The timing and scale underline why the dispute matters now: five refiners are caught in overlapping campaigns. Hengli was singled out by the Treasury on April 24, while the other four firms named by Beijing were targeted under U.S. measures imposed last year. Beijing's order directly challenges Washington's attempt to extend the reach of its financial penalties to foreign companies that trade with Iran.
China relies on the Middle East for more than half of its oil, and independent data provider Kpler says China bought more than 80 percent of the oil Iran shipped in 2025. That flow has made smaller, independent processors — the so‑called teapot refineries — an important node in China's supply chain. These refineries operate apart from state giants, account for roughly a quarter of Chinese refinery capacity and often run on thin or negative margins.
Those narrow margins and soft domestic demand have left the teapot operators vulnerable. U.S. sanctions have added practical obstacles: refiners face trouble marketing and shipping refined products under correct origin markings and encounter banks and counterparties wary of secondary penalties. For many of the firms named by Washington, those complications have meant squeezed sales and tighter financing options.
The clash exposes a real contradiction. Washington says it is intensifying sanctions to choke off Iran's financial networks — a campaign described by U.S. officials as Operation Economic Fury and defended publicly by Bessent as effectively suffocating the regime's funding. Beijing counters that unilateral measures without U.N. backing amount to illegal extraterritorial coercion and are intolerable when they hit Chinese trade and industry.

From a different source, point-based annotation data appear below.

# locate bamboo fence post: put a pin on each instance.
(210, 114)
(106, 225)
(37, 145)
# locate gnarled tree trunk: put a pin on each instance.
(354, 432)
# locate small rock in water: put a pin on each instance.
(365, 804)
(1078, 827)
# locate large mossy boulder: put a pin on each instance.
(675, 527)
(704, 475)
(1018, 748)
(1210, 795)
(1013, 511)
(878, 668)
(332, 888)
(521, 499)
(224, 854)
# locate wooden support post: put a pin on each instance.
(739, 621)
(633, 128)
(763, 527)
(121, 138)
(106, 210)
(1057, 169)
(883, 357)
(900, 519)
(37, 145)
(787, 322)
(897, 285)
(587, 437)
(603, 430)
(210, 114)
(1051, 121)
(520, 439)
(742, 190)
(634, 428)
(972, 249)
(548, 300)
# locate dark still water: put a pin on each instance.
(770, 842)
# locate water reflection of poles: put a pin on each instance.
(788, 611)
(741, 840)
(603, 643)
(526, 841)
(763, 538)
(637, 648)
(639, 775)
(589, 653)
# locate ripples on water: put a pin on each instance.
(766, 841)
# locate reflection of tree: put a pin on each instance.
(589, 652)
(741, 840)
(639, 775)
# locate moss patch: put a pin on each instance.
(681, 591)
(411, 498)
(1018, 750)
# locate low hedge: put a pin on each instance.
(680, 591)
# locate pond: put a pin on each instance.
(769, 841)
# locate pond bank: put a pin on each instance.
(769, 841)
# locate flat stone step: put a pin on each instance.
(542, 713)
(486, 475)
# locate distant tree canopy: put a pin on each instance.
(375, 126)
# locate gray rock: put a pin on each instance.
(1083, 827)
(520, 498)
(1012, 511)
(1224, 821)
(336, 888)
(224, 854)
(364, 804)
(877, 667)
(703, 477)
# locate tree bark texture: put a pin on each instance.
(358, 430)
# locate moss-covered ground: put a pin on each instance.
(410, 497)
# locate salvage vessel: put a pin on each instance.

That gap matters for global commerce and legal precedent. Beijing's prohibition order does not remove U.S. sanctions; it tells Chinese firms they are not obliged to assist enforcement. In practice, the ruling will complicate compliance for multinational banks and trading houses that operate under U.S. and other jurisdictions. It also hands Chinese refiners a formal shield they can cite if they decide to keep buying discounted crude tied to Tehran.
For the refiners themselves, the immediate effect is pragmatic: Beijing's move may ease the risk of domestic penalties for doing business with Iran, but it will not erase the obstacles those companies face when trying to sell products abroad or access dollar clearing and insurance. For Washington, the order raises the stakes of a campaign that depends on co‑operation from third countries and private firms.
China's prohibition is a clear escalation — a legal countermove that will blunt some U.S. pressure while heightening friction between the two powers. The most consequential question now is whether the United States will pursue broader secondary measures or recalibrate enforcement strategies, and whether Beijing will follow with further trade or legal countermeasures; until those choices are made, refiners such as Hengli will sit at the centre of a showdown over sanctions, sovereignty and the future shape of global energy commerce.